BASH pass Variable to Function

This is my first attempt at BASH and I am having a small problem. The intent of this script is to scrub ZFS pools and create a log file.

The code is working as intended, except for line 19 below. (LogEntry $LOG_LINE). I added Line 18 for debugging purposes and it is working.

Line 18 writes "pool 'tankm' is healthy" to the log, while line 19 only wirtes "pool". Functionally these line are doing the same thing (as least to my eyes), so why would one work and not the other.
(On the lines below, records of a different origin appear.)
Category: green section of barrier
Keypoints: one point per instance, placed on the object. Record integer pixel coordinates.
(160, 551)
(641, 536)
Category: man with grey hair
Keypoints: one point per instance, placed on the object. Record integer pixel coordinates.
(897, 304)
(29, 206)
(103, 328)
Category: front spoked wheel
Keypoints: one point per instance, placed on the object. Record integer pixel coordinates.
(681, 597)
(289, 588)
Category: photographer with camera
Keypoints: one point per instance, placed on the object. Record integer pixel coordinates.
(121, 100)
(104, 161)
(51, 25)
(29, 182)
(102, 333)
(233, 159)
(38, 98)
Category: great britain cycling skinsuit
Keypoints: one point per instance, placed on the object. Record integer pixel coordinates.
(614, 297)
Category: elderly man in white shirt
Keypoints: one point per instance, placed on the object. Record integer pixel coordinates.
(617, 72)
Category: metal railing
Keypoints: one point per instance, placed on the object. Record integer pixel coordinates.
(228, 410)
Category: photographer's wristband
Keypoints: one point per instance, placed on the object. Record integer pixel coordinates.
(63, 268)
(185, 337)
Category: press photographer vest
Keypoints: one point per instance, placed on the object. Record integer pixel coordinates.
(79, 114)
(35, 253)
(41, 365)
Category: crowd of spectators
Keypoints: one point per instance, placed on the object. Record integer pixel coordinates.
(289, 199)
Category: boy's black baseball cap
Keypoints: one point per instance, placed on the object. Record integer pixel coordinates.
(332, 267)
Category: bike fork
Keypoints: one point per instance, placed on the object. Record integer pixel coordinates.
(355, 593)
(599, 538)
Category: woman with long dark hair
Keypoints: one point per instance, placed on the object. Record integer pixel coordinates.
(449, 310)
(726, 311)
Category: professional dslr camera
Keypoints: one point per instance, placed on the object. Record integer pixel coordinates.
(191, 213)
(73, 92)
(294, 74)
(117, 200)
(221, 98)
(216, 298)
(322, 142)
I'm assuming the root casue is the quote before the pool name in the output of the zpool status command and I am working on a char replacement for that, but I would liek to understand how these two lines are being interprited differently.

Thanks in advance Declan

#!/bin/bash

LOG_FILE=/home/declan/log/zfs_scrub
LOG_LAST=/home/declan/log/zfs_scrub_last

function LogEntry {
    echo -e "$(date "+%Y %m %d %T") ; $1" >>$LOG_FILE 2>&1
}

cp $LOG_FILE $LOG_LAST
rm $LOG_FILE

LogEntry "Starting ZFS Scrub"

for POOL in $(zpool list -H -o name) ; do
    LogEntry "Starting Scrub on $POOL"
    zpool scrub $POOL 2>/dev/null
    LOG_LINE=$(zpool status -x $POOL 2>&1)
    echo -e "$(date "+%Y %m %d %T") ; $LOG_LINE" >>$LOG_FILE 2>&1
    LogEntry $LOG_LINE
    LogEntry "Ending Scrub on $POOL"
done

LogEntry "Ending ZFS Scrub"